To our delight, we found that the published versions were wildly inaccurate, so our version in The Letters
was the first accurate text in print.
The British Library published a facsimile of the original manuscript in 2000.[38]
In 2005, Oxford University Press published Volume 2 of The Complete Works of Oscar Wilde. In this volume,
entitled De Profundis; 'Epistola: In Carcere et Vinculis', editor Ian Small tried "to establish an authoritative
(and perhaps definitive) text" of Wilde's prison letter. The volume also aimed to "present the complete
textual history of one of the most famous love letters ever written".[39] According to Thefreelibrary.com,
Ian Small "creates an 'eclectic text' based on Vyvyan Holland's 1949 text into which he has collated and
interpolated material from the manuscript. There has been some reordering and the omission of 1000
words, here included in square brackets".[40]
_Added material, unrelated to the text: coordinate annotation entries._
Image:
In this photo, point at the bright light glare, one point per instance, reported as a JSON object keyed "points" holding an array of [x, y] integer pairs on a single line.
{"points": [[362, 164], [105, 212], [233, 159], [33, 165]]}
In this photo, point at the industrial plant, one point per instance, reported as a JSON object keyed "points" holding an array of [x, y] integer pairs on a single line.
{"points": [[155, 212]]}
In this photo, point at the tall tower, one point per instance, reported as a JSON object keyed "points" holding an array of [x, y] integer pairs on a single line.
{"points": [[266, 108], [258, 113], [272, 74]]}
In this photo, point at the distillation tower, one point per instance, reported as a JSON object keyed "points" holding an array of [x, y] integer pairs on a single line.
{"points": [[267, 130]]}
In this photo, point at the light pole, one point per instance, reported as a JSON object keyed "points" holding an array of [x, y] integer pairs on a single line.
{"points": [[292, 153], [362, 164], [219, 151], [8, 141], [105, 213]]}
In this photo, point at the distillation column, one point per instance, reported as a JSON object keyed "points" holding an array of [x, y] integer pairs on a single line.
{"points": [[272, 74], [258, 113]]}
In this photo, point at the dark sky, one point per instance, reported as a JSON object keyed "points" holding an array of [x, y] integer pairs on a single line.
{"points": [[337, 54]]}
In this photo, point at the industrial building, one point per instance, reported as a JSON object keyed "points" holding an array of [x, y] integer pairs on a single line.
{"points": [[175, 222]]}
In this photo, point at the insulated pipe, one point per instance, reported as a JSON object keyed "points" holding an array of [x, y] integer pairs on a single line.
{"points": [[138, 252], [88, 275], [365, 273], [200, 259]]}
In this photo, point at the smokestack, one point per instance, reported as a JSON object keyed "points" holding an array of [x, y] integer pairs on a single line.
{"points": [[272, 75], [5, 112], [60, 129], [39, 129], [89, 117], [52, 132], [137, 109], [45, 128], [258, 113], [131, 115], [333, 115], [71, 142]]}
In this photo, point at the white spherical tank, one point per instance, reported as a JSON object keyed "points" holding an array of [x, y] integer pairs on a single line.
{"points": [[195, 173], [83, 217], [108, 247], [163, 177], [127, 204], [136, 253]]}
German academic Horst Schroeder has compared the previously published typescripts of the text to
German translations that were published in the first quarter of the 20th century and were prepared by Max
Meyerfeld from typescripts he had received from Robert Ross. Based on his findings Schroeder argues that,
due to the large amount of typing errors and unauthorised changes, no previously published typescript of
the text (including the 1949 Holland edition) is suitable as a base text and that only the British Museum
manuscript is "what really matters."[41]

Reception

G. S. Street, who had earlier been an intellectual opponent of the decadents, had two impressions of De
Profundis: one, "that it was poignantly touching, the other it was extraordinarily and profoundly
interesting".[42] Street dismissed contemporary complaints that the letter lacked sincerity, saying this was
just a manifestation of those who opposed Wilde's graceful writing style.[43]
Max Beerbohm, an old friend of Wilde's, wrote a signed review, "A Lord of Language," for Vanity Fair. He
described the writing in De Profundis as having achieved the perfect grace of Wilde's earlier work, and said
that Wilde had remained a detached artist of words, concluding: "We see him here as the spectator of his
own tragedy. His tragedy was great. It is one of the tragedies that will always live on in romantic
history."[44]
T. W. H. Crosland, a journalist and friend of Douglas after Wilde's death, negatively reviewed De Profundis
in 1912.[45] He strongly criticised Ross's editing, but claimed the entire document was even more morally
bankrupt than the published version: "A blacker, fiercer, falser, craftier, more grovelling or more
abominable piece of writing never fell from a mortal pen", he wrote.[46]
A version abridged by Merlin Holland was performed by Corin Redgrave in 2000 at the Royal National
Theatre in London. It was revived in 2008.[47]
An abridged version was set for speaking pianist by composer Frederic Rzewski.
Extracts were set to music for chorus and orchestra in 2012 by the British composer Matthew King.